Author

Ya Li

Year of Award

2017

Degree Type

Thesis

Degree Name

Doctor of Philosophy (PhD)

Department

Department of Finance and Decision Sciences.

Principal Supervisor

Tang, Gordon Y. N.

Keywords

Capital assets pricing model; Risk

Language

English

Abstract

I establish the existence of seasonality in 42 popular risk factors in the asset pricing literature. I document extensive empirical evidence for the Keloharju et al. (2016) hypothesis that seasonalities in individual asset returns stem from their exposures to risk factors. It is the seasonal patterns in risk factors that lead to the seasonalities in individual asset portfolios. The empirical findings show that seasonalities are widely present among individual asset portfolios. However, both the all-factor model and the Fama-French (2014) five-factor model demonstrate that these patterns greatly disappear after I eliminate their exposures to the corresponding risk factors. Overall, 76.17% of the returns on 235 test equal-weighted portfolios I examine contain seasonality. My key finding is that 48.68% of equal-weighted portfolio returns with seasonalities no longer contain seasonality after I control for their exposures to all risk factors. Only 52.08% of the equal-weighted portfolio Fama-French five-factor model residual obtain substantial seasonal patterns in the Wald test.
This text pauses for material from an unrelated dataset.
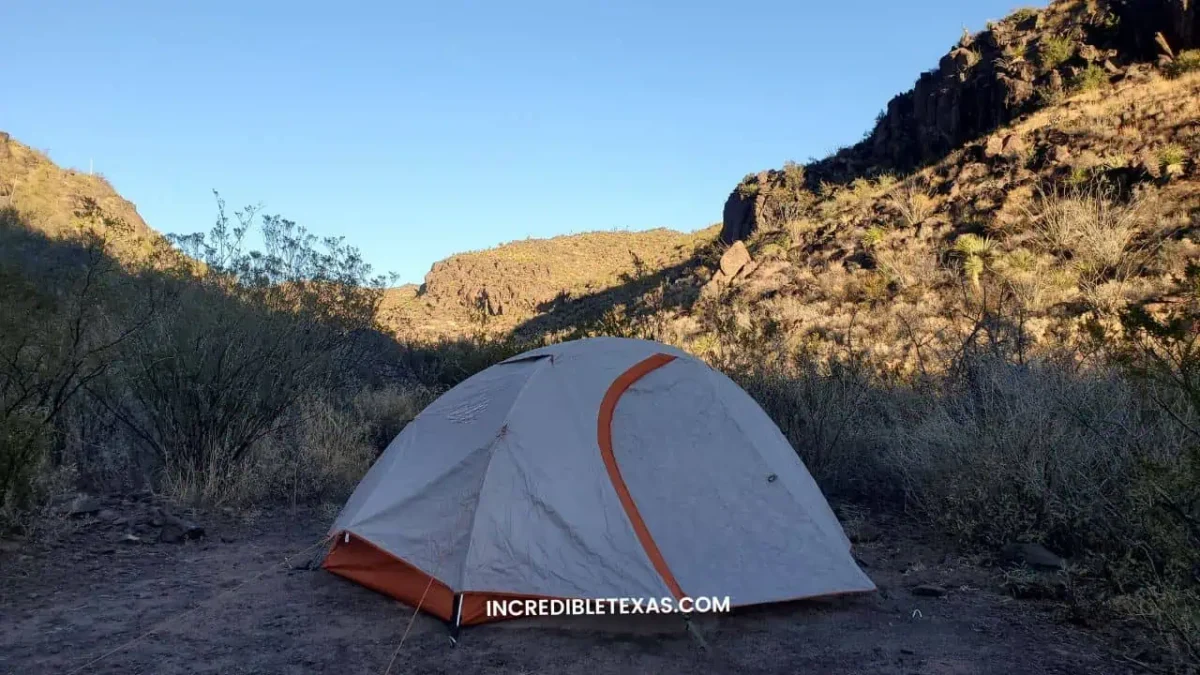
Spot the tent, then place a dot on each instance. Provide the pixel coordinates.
(597, 469)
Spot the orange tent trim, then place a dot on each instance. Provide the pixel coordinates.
(604, 432)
Regarding to seasonalities in risk factors, specific seasonal patterns include the January effect, higher returns during February, March, and July, and autocorrelations at irregular lags. The Wald test, a stable seasonality test, the Kruskal-Wallis chi-square test, a combined seasonality test, Fisher's Kappa test, and Bartlett's Kolmogorov-Smirnov test are used to identify the seasonal patterns in individual risk factors. Fama-French SMB (the size factor) and HML (the value factor) in the three-factor model, Fama-French RMW (the operating profitability factor) in the five-factor model, earnings/price, cash flow/price, momentum, short-term reversal, long-term reversal, daily variance, daily residual variance, growth rate of industrial production (value-weighted), term premium (equal-weighted and value-weighted), and profitability display robust seasonalities. Therefore, the first part of the research confirms that risk factors possess substantial seasonal patterns.

Comments

Principal supervisor: Prof. Tang, Gordon Y. N. Thesis submitted to the Department of Finance and Decision Sciences.; Thesis (Ph.D.)--Hong Kong Baptist University, 2017.

Bibliography

Includes bibliographical references (pages 70-74).